Executing A Plan Depends on Commitment
The most critical time many businesses have faced in the last 30 years is upon us. Strategic planning for 2010-12 should be getting serious attention, but many business owners neglect it because execution failures have given the process a bad rap.
Here are 10 common pitfalls to avoid:
1. Sending the plan down from the mountain. I know a business owner who wrote his strategic plan with his accountant and a consultant, then handed copies to his managers. A year later, he wondered why nothing was happening. He should have included managers of all relevant functional areas in the process. He bypassed high-performing individuals and managers at other levels. He passed over some of his best people, excluding those who could help sell the plan to the organization.
2. Planning without gathering accurate information on markets, customers, competitors and suppliers. To paraphrase Dilbert, some think market research is brainstorming the products we would want if we were customers. Getting facts from the outside world is critical. Make sure conclusions are drawn from facts. Weak analysis is as dangerous as bad data. Build your plan on a solid foundation.

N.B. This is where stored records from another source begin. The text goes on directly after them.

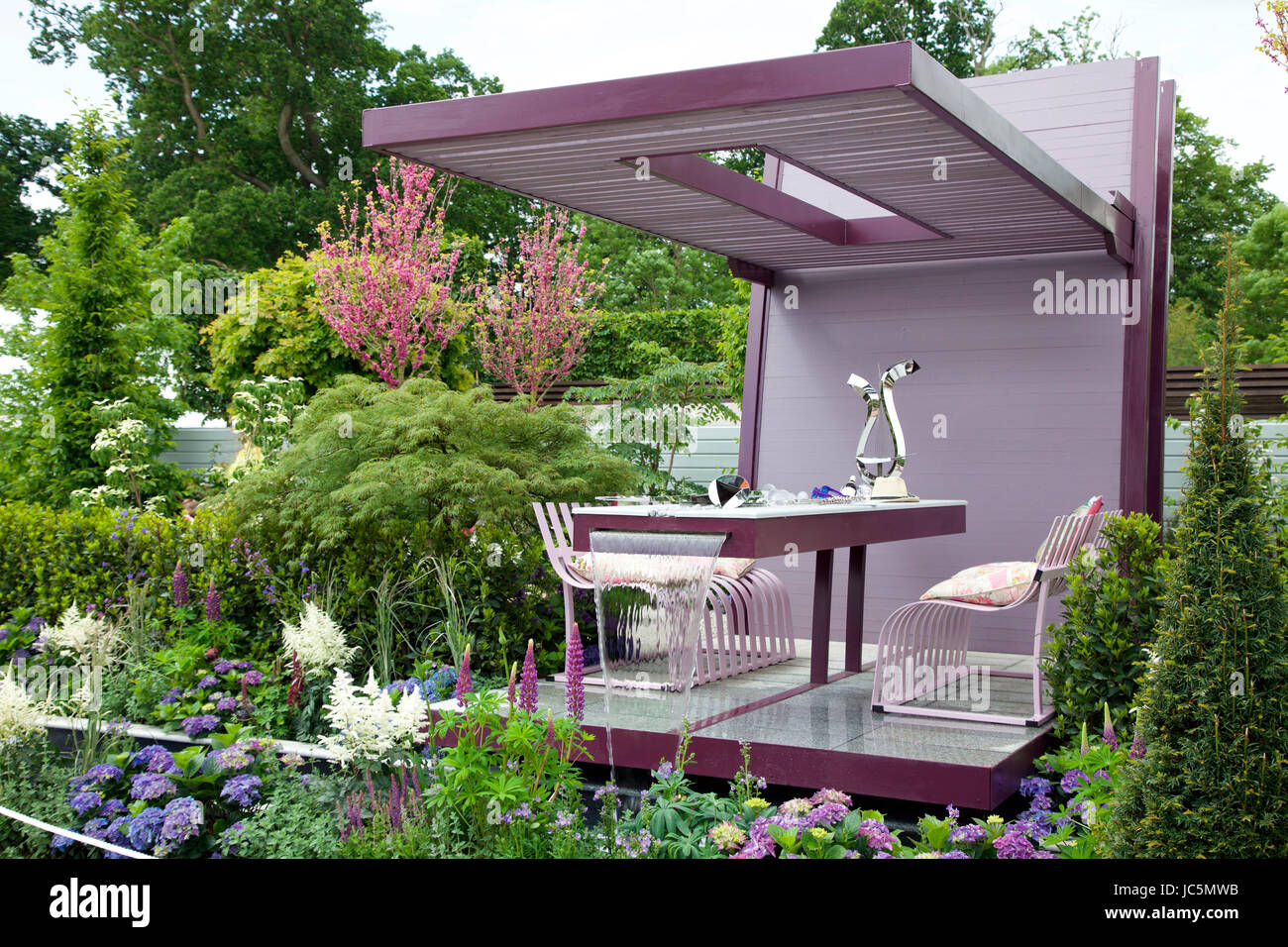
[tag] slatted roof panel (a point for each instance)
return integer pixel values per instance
(883, 138)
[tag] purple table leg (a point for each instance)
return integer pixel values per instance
(854, 609)
(822, 634)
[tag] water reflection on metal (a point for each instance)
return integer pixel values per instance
(649, 592)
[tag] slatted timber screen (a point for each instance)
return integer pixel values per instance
(1262, 385)
(554, 395)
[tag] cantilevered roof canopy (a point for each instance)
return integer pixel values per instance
(939, 171)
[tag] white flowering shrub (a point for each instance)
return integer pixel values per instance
(20, 715)
(368, 723)
(263, 411)
(89, 639)
(127, 446)
(317, 641)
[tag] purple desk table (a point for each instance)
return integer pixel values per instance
(763, 532)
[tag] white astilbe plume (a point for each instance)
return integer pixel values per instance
(366, 723)
(317, 641)
(20, 715)
(90, 639)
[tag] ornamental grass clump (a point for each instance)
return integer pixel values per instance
(84, 637)
(1214, 781)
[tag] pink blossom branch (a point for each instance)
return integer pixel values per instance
(535, 324)
(385, 282)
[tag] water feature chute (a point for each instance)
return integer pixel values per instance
(651, 590)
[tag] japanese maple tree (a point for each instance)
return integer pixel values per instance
(385, 277)
(535, 322)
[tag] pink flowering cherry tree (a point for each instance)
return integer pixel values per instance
(1274, 33)
(532, 326)
(385, 278)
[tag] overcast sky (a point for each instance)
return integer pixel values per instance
(1209, 47)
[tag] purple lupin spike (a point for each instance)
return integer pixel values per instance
(575, 685)
(179, 586)
(1137, 746)
(1108, 735)
(528, 682)
(464, 684)
(211, 603)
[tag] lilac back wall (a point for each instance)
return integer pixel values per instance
(1031, 403)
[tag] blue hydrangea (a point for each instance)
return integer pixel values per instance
(1033, 787)
(196, 725)
(236, 757)
(151, 787)
(145, 828)
(156, 759)
(103, 772)
(119, 831)
(183, 819)
(112, 808)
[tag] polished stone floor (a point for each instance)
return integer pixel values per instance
(832, 716)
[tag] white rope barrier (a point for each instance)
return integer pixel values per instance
(69, 834)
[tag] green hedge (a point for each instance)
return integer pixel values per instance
(692, 335)
(56, 557)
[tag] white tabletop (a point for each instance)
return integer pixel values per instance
(767, 512)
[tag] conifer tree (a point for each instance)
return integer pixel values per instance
(1214, 781)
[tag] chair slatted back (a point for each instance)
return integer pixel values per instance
(555, 525)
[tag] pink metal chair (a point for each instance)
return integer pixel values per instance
(747, 624)
(922, 646)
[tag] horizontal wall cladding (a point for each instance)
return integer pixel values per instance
(1080, 115)
(1029, 403)
(194, 447)
(1273, 447)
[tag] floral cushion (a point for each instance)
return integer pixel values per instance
(626, 567)
(991, 583)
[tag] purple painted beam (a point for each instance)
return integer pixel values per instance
(772, 204)
(669, 93)
(741, 269)
(1158, 309)
(699, 174)
(1133, 464)
(765, 538)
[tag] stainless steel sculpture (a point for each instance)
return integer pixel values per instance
(871, 468)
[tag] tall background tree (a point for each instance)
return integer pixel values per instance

3. Juggling too many goals and projects. Ever been listed as a key resource on several “critical” projects? It doesn’t work. You can excite people about participating on a really important project, but you demoralize them when you push a large number of initiatives at once. Your plan should include only a few “move-the-needle” initiatives.
4. Failure to properly plan and commit resources. Tactical plans should include specific resource details. Who will participate? What percentage of time will they devote and at what priority level? What funds are needed in which departmental budgets? The plan should be explicit and every affected department manager should be committed before the plan is launched. When resources aren’t planned and committed properly, they evaporate and execution tanks quickly.
5. Forgetting to balance today’s work with tomorrow’s strategic projects. One of two things usually happens: You either put “people you can spare” on special projects, or you assign “people who are already encumbered”. Either way, you lose. Leaders should demand the best people for strategy execution. If department managers have a problem with that, they should start improving depth their departments.
6. Failure to align department and individual goals and incentives. If you are trying to reposition your business, charging higher prices for innovation, you don’t want your sales people pushing for lower prices because their bonus is based only on volume. Such things are common because goals and bonuses are set out of synch with desired end results.
7. Assuming you’ve communicated. George Bernard Shaw said, “The single greatest problem in communication is the illusion that it has taken place.” An all-staff meeting and blurb in the newsletter are not enough. Quarterly meetings, monthly department meetings and monthly newsletter reports are good, but you can always do more. It’s harder than ever, these days, to keep your message front-of-mind.
8. Failure to measure results. Hold monthly tracking sessions. What gets measured gets done. Top-management must devote one meeting a month to strategy execution. Are the dates being hit? Is the plan working? How do we get back on track? If your strategy isn’t worth one meeting a month, what is?
9. Failure to adapt. Dwight Eisenhower said, “Plans are nothing. Planning is everything.” In warfare and business, conditions change rapidly. Plans and leaders must be flexible and adaptive. Many strategic initiatives that fail to produce results are simply good ideas executed too late by a management team that didn’t adapt.
10. Lack of leadership commitment. When the boss puts the strategic plan binder on the shelf, so does everyone else. The owner, CEO or president must be the one who drives the team to avoid all of these pitfalls. If top management lacks commitment, persistence and focus, strategic planning is a waste of time.